Now the good friends want to give a little back.
Jayden, 14, was a patient at the hospital before he was even born after being diagnosed with scoliosis.
When he started having seizures at six days old, testing showed more problems.
Nine-year-old Levi has been a patient for eight years.
He was recently diagnosed with a rare genetic condition called Coffin-Siris Syndrome. Only 200 cases have been detected worldwide.
The boys’ mothers Brooke Munn and Katie Wright have become friends after bonding over their experiences.
“Both boys use wheelchairs part-time and were going through the genetic testing – Jayden is still undiagnosed,” Ms Munn said.
“We realised how alike our boys were and it is nice to have someone understand what we’re going through.”
Ms Wright described going through genetic testing and not getting answers as a brutal and gruelling process, which had a huge emotional, mental and financial impact.
“You just don’t go in for a blood test and get the results the next day,” she said.
“The exome sequencing for us took over two and a half years and included our samples going overseas, waiting for months and months with no word on anything and just hoping for a diagnosis.

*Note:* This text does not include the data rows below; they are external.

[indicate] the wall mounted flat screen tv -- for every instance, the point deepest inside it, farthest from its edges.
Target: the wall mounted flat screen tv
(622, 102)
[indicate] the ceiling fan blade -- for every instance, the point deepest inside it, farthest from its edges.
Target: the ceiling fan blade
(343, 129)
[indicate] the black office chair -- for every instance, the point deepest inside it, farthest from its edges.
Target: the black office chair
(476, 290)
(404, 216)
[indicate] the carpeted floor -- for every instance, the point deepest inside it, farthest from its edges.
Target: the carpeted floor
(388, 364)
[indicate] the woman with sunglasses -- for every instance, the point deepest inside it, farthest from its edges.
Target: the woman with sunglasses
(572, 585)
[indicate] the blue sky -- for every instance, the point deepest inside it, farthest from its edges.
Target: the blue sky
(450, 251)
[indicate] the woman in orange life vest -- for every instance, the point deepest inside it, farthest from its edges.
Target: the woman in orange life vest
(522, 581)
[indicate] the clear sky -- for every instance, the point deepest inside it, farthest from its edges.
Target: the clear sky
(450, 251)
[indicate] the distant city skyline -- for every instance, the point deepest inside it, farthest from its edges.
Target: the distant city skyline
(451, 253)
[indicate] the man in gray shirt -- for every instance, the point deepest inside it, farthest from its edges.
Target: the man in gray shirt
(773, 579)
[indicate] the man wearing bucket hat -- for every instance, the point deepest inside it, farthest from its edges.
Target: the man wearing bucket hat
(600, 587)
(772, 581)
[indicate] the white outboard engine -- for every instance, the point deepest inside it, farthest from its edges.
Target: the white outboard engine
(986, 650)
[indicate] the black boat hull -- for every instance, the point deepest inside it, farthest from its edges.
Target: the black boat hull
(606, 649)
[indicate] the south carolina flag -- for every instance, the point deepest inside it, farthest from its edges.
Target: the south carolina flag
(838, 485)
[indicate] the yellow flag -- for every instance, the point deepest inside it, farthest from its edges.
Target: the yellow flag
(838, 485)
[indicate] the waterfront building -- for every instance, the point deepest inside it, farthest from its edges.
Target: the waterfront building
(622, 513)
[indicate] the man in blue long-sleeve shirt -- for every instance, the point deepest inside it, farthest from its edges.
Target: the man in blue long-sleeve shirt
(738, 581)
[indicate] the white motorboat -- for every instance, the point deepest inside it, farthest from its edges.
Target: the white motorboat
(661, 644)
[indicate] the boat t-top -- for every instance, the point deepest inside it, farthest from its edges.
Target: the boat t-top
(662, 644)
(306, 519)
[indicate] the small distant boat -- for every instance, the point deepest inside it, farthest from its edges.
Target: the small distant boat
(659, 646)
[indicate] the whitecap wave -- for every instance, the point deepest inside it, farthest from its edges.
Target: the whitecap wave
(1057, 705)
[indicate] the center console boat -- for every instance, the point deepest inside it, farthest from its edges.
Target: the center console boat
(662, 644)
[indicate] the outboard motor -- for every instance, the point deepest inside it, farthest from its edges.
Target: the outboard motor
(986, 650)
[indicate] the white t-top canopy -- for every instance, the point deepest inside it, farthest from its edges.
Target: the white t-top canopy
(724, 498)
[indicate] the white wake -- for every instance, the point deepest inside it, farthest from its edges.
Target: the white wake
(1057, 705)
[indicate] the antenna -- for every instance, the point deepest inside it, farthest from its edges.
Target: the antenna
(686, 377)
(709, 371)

“That’s something people don’t understand, that you’re in limbo every day.”
The mothers estimate the boys between them have seen 25 different specialist clinics, had MRI scans, CT scans, surgeries, blood tests, inpatient admissions and time in intensive care.
Ms Munn said her son Jayden’s life had been saved numerous times by the hospital.
“If it wasn’t for them we wouldn’t have him here with us today, both in emergency situations and with operations that he has needed,” she said.
“We’ve met so many families in similar situations to us. It’s a really fantastic place – they’re really inclusive of everyone, really welcoming and helpful.”
The families are putting on a fundraiser to give back to the Royal Children’s Hospital with money raised going towards sponsoring a bed.
“We know financially we would never, ever be able to afford all of the treatment our boys have had combined,” Ms Wright said.
“It would be in the hundreds of thousands of dollars, so $5000 a year to sponsor a bed is not a lot. It will be exciting for the boys to see their names on the honour board.”
Held at the Ballarat and District Trotting Club, the fundraiser includes special guests former footballers Doug Hawkins and Cameron Mooney and comedian Tom Siegert.